今年も恒例の流氷ツアー開催の時期となったのだが、例年に比べ接岸が遅れており、気まぐれな天候のため海氷の流れを予測することが困難になっている。ややもすると流氷を見られずに鈍氷で後頭部を殴られたようなショックを受けるリスクをものともせずに道東に乗り出した結果、フルコースの流氷体験に成功したのであった。
3月5日(土)
北海道の空を仕切っているAir DOとのコードシェア便である11時15分発ANA4777便に乗り込むと翼を彩るゆるキャラと冬景色の対比を堪能しながら2時間弱のフライトで女満別空港に到着した。
早速ニッポンレンタカーで車内のタバコ臭が完全に消されていないホンダのフィットをレンタルするとオーロラ号が待つ道の駅「流氷街道」へと急いだ。14時発の便の出航直前にカウンターに駆け込み、1人\3,300の大金を払って網走流氷観測砕氷船オーロラ号に乗り込むと、早速アッパーデッキで道東の冬風に吹かれることとなった。
晴れ渡った青空とオホーツクブルーの海を切り裂いてオーロラ号は外洋に進むとほどなくして目の前の水平線に一筋の白い線が現れ、次第に流氷帯へと引き込まれていった。
オーロラ号はその巨体の自重で巨大な流氷を割りながら進行し、破砕した流氷が海上で回転すると大きな波が立ち、観光客を歓喜の渦に巻き込んでいた。
遠く南東の彼方には雪を被った知床連山の絶景が広がっており、天然記念物のオオワシやオジロワシが氷の上で羽を休めていた。
船内には流氷の下で捕獲されたクリオネが狭い瓶の中で展示されており、それでも気を悪くすることなく天使の羽を広げて上下運動を繰り返していた。
約1時間の航海で港に戻り、下船すると恒例の高倉健のポスターに挨拶をして気を引き締め、道の駅で軽く物品の物色などを行っていた。
今日は快晴で絶好のサンセットが期待出来るので、取り急ぎ16:30発のサンセットクルーズのチケットを確保し、ドライブをしながら時間潰しをすることにした。網走港から北上し、約9kmくらい車を転がすと能取岬近辺に到着した。白い雪と青い空、青い海と差し迫る流氷帯のコントラストはこの時期ならではの絶景を形作っていた。

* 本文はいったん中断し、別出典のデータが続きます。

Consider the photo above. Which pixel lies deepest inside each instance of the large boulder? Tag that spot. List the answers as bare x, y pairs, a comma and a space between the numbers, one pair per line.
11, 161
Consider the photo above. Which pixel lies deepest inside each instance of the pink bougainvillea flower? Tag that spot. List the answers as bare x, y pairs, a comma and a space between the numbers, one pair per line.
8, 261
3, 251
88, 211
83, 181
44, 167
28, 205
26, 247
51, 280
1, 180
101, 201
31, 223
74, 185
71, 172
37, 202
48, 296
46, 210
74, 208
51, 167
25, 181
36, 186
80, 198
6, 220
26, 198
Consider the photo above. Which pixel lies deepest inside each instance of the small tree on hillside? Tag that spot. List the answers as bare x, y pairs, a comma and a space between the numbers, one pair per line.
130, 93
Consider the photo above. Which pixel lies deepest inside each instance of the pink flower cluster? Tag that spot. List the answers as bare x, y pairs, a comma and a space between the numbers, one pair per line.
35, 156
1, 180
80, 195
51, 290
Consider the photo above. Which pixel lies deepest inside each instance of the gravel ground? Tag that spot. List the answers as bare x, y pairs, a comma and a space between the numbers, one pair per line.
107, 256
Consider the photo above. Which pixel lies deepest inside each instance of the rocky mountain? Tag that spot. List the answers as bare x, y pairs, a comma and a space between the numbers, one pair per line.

日が西に傾きかけた頃、サンセットクルーズの便は静かに港を出航した。氷の上のオジロワシに見送られ、西日を浴びた知床連山を背景にした流氷群の表情が刻々と変化していった。
沈み行く夕日の方向をふと見やると時間とともにオレンジ色が濃くなって行き、乗客は運動会のように船内を移動し、各自のベストスポットを探すのに躍起になっていた。

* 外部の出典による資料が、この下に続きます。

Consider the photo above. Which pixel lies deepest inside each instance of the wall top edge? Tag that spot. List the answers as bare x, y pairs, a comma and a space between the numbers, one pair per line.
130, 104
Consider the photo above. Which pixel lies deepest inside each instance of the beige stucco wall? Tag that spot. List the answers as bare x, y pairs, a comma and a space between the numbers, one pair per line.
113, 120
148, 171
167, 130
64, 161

モッズコートに身を包んで防寒対策を施している中国人観光客もここがまるでSEKAI NO OWARIではないかと間違いなく感じていることであろう。
日が沈み、ドラゴンナイトが近づくと船はライトを灯し、ピンポイントで流氷を薄緑に染めていたのだが、船の速度に負けて緑氷はデジカメで補足することは出来なかった。
幻想を胸に刻みつつ、このクルーズの満足度は100%天候に左右されると思いながら港を後にすると今日の宿泊地である川湯温泉に向かった。
夜7時前に川湯第一ホテル忍冬にチェックインを果たすと金属を溶かすほどの強酸性硫黄泉にどっぷりつかって贅肉をそぎ落とし、北の大地の恵みをふんだんに使っている豪華夕食を馬食して帳尻を合わせていた。
3月6日(日)
忍冬と書いて「すいかずら」と読ませるのだが、今朝はその冬を忍ぶ精神を実践するためにまずは川湯温泉の起源である硫黄山で硫化水素を浴びて、そのままシュ~と摩周湖を目指したのだが、川湯温泉から摩周湖に直結する山道は凍結して通行止めになっているので迂回を余儀なくされた。
幸い神秘の湖摩周湖には霧がかかってなく、その神秘的な姿を堪能することが出来たので土産物屋で用を足すと、しれっと知床方面まで足を延ばすことにした。
お昼くらいに道の駅うとろ・シリエトクに到着し、幻の鮭と言われる証明書付きの鮭児が、一尾¥49,500で取引されている現実に衝撃を覚えたので頭を冷やすために2月5日~3月12日までウトロ漁港で開催されている知床ファンタジアの会場に移動し、陸上自衛隊が設営した流氷神社に次のアクティビティの無事を祈願した。
知床のシンボルであるヒグマよりも数倍大きいゴジラ岩の麓で営業しているゴジラ岩観光が流氷夕遊ウォーク(\5,000)を1日3回開催しているので、13:30から始まるウォークに参加させていただいた。事務所で服の上から脂肪や筋肉を強力に圧迫するドライスーツを着込むとバンに乗って港内の流氷密集地に向かった。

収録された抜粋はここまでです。